How should researchers approach experimental design when studying Bifunctional protein aas in the context of vaccine development?

When studying Bifunctional protein aas in vaccine development contexts, researchers should adopt experimental designs similar to those used in the Salmonella typhimurium vaccine candidate studies described in the search results . Key considerations include:

• Antigen delivery system design:

  • Construction of attenuated S. typhimurium strains with regulated delayed systems

  • Development of balanced lethal plasmid systems (similar to ΔasdA mutation with Asd+ plasmids)

  • Incorporation of regulated promoters (like araC PBAD) for controlled expression

• Expression validation protocol:

  • Verification of protein expression in appropriate cell lines (e.g., HD11 cells as used in )

  • Immunoblotting to confirm antigen production

  • Localization studies to determine cellular distribution

• Immunogenicity assessment framework:

  • Evaluation of antibody production against target antigens

  • Cytokine profiling to characterize immune response types

  • T-cell response analysis through appropriate assays

• Protection studies design:

  • Challenge models in appropriate animal systems

  • Tissue-specific protection assessment (e.g., lacrimal gland, trachea, cloaca protection rates)

  • Histopathological examination to evaluate tissue damage reduction

These methodological approaches should be adapted specifically to the hypothesized role of Bifunctional protein aas in the vaccine development context, whether as an antigen itself or as part of the delivery system.

What advanced analytical techniques are most suitable for studying interactions of Recombinant S. typhimurium Bifunctional protein aas?

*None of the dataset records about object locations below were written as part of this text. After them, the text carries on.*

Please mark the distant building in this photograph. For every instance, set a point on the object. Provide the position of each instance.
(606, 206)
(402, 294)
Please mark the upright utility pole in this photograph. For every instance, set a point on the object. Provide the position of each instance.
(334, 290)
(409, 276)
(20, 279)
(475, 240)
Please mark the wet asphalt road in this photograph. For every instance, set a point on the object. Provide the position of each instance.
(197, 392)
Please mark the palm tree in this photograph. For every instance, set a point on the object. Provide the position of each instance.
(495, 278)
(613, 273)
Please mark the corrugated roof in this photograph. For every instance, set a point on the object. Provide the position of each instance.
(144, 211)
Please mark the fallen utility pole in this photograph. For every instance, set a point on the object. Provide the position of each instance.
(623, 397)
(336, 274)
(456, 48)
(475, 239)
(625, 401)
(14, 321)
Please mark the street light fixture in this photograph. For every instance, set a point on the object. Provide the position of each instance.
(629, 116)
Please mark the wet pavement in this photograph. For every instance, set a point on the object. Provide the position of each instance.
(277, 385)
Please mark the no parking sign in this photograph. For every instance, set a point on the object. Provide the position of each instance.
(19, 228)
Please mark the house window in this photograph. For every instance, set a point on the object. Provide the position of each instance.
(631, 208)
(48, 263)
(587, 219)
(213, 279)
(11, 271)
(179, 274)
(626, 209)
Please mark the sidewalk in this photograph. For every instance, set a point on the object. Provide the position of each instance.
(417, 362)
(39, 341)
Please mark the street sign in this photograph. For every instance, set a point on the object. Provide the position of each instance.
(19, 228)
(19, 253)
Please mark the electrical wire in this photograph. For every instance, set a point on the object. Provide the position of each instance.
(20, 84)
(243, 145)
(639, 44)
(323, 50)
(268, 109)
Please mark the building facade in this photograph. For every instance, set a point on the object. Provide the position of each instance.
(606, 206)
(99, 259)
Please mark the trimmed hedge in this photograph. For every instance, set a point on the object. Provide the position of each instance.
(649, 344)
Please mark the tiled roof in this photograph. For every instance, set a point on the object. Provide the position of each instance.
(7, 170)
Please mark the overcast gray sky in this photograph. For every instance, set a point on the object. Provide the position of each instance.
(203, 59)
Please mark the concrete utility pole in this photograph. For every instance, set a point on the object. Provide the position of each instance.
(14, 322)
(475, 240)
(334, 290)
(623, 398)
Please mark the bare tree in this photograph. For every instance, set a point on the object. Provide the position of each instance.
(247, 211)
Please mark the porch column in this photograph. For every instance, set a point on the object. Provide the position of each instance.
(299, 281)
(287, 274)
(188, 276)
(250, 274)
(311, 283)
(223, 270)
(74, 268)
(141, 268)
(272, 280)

Multiple analytical techniques can be employed to study the interactions of Recombinant S. typhimurium Bifunctional protein aas with other molecules. Based on its potential roles in metabolism and bacterial physiology, these techniques would be particularly valuable:

• Protein-protein interaction analysis:

  • Co-immunoprecipitation using the His-tag for pulldown

  • Bacterial two-hybrid systems to screen for interaction partners

  • Crosslinking mass spectrometry to map interaction interfaces

  • Proximity labeling approaches to identify interaction networks in vivo

• Protein-lipid interaction studies:

  • Liposome binding assays with fluorescently labeled proteins

  • Lipid overlay assays to determine specificity

  • Monolayer surface pressure measurements for membrane interactions

  • Microscale thermophoresis for quantitative binding parameters

• Structural investigation approaches:

  • X-ray crystallography of purified protein with potential ligands

  • Nuclear magnetic resonance for mapping interaction sites

  • Hydrogen-deuterium exchange mass spectrometry to identify conformational changes

• Systems biology integration:

  • Interactome mapping in various environmental conditions

  • Network analysis to position aas in relevant biochemical pathways

  • Multi-omics integration to understand context-dependent functions

These techniques would provide complementary data to build a comprehensive understanding of how Bifunctional protein aas functions within bacterial systems and during host-pathogen interactions.